Once again, a sharp click sounded. Gabriela, having put the mirror back in her bag, had closed it and placed it on the table, in clear view, and had stood up, putting to flight a goldfinch which was cherishing false hopes at the top of the medlar tree.
‘I thank you all, I say all, including those who don’t have dark hair and bright, calm eyes. My husband was a somewhat strange man, one must agree. If he were alive I would wish to thank… him too; but he is no more, and to me it seems as if he never existed.’
‘Oh, oh,’ said Billi and Babbucci.
‘Oh, oh,’ chorused Signora Catapani, Signora Billi and the three raven-haired girls.
‘You need to rest, signora,’ whispered Father Carrega, giving her his arm and accompanying her to the door which led into the garden, while with a wave of his left hand he advised those present to ‘circulate’, and not to prolong the visit.
They saw her entering the ground-floor room and disappearing, having stopped for a moment in front of a large mirror, into which she seemed to stare almost to the depths of her marsh-coloured eyes.
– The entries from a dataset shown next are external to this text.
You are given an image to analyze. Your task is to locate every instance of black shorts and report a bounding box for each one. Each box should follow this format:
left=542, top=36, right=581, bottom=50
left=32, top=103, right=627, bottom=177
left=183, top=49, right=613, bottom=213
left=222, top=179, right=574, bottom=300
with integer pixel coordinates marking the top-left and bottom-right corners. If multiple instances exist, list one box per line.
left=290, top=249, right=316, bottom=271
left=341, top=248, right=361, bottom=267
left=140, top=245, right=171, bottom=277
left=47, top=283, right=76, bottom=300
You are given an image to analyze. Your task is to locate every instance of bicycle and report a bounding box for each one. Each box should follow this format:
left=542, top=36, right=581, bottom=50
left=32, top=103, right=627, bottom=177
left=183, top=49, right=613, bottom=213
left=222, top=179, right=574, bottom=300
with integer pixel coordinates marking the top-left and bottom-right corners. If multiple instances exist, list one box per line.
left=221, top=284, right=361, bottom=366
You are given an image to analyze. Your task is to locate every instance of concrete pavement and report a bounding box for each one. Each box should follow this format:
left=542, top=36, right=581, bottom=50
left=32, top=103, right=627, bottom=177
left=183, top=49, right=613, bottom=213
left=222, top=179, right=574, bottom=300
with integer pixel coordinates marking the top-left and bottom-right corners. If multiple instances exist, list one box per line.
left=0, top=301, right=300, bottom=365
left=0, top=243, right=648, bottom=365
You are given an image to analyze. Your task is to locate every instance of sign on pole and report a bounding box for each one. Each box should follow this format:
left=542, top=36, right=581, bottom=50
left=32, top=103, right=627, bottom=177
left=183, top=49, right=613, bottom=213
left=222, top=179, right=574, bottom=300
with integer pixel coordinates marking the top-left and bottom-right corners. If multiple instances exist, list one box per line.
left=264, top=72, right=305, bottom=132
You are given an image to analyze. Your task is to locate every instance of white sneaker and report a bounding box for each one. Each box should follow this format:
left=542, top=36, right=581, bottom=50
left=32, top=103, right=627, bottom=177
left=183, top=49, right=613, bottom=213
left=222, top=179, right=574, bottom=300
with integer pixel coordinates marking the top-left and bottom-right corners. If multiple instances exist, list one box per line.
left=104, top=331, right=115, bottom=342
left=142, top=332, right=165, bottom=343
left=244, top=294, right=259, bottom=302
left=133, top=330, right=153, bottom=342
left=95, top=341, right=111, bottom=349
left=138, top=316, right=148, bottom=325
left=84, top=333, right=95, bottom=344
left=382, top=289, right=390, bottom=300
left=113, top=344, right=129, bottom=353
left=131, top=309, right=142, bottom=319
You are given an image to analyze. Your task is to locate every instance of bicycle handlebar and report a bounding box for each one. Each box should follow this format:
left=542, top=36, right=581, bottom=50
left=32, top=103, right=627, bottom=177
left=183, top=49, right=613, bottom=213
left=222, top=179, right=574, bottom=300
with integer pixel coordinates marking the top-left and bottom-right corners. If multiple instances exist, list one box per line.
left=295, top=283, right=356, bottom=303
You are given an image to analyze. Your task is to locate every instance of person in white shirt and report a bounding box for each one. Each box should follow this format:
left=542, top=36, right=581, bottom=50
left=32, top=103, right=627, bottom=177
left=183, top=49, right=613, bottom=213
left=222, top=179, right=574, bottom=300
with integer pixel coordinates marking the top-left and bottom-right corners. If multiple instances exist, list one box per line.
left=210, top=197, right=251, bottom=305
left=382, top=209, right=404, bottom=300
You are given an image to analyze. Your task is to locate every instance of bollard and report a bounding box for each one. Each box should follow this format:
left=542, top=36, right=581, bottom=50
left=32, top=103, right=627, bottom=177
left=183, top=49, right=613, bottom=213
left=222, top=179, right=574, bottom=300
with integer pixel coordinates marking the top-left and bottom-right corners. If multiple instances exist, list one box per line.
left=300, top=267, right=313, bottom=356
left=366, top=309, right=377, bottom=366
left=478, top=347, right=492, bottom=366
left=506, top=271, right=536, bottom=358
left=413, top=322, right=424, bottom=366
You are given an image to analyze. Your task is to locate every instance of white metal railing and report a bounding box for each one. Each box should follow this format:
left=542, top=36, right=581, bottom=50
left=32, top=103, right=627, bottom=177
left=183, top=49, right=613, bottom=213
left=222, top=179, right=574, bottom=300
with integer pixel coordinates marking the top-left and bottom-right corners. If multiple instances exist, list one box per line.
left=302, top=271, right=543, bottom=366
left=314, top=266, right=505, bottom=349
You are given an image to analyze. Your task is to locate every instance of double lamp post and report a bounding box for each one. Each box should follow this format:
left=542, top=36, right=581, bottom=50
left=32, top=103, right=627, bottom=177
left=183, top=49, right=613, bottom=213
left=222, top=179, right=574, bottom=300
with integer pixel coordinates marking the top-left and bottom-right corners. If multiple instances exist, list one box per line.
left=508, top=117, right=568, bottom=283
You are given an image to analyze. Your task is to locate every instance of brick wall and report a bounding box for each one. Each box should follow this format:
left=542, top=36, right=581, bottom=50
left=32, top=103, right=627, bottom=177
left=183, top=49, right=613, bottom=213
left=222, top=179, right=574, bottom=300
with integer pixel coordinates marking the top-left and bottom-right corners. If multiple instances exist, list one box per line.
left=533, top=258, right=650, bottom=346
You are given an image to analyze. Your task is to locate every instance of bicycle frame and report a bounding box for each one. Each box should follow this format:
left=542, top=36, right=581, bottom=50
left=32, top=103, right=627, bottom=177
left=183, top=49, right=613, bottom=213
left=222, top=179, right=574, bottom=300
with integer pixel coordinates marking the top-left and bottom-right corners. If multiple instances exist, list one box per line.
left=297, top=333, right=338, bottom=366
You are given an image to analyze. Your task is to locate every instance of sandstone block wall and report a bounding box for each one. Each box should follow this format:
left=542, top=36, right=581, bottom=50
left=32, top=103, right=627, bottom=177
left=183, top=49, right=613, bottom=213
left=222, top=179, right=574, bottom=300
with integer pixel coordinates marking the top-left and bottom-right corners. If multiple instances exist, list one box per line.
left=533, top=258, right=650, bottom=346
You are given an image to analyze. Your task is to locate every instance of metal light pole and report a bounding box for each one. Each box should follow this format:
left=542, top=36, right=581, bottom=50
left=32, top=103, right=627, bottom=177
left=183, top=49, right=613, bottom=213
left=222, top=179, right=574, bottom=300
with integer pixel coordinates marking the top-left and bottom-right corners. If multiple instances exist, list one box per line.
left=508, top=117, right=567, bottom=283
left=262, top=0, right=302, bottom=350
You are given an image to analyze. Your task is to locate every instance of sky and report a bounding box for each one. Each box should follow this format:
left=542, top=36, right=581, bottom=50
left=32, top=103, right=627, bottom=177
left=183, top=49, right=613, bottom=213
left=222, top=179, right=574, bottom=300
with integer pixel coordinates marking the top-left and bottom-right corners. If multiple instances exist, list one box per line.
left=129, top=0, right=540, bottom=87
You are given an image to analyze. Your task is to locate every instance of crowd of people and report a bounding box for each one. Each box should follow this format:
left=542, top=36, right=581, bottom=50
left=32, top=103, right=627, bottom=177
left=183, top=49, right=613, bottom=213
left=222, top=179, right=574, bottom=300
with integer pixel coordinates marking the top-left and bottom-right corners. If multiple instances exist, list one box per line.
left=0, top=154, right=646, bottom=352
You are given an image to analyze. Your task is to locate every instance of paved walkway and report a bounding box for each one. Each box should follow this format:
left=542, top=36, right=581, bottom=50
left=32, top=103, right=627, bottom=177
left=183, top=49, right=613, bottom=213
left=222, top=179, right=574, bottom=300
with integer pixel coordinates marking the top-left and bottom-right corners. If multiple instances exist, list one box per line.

The others, having overcome a moment of uncertainty, made their way to the garden gate, in single file, without speaking. Franca and Fedora brought up the rear, their arms tenderly linked as they walked.
But they turned round at a call from Miss Parkinson, who was going with Tatiana towards a kitchen door.
‘I’m coming too,’ said Filli, waving her hand. ‘Wait for me for a while at the café at the bottom of the hill. A couple of points of ping-pong with Tatiana and I’ll be right with you. Goodbye.’
‘OK, Filli.’
You could hear the goldfinch’s brief flutter as it landed on the swinging branch of the medlar tree.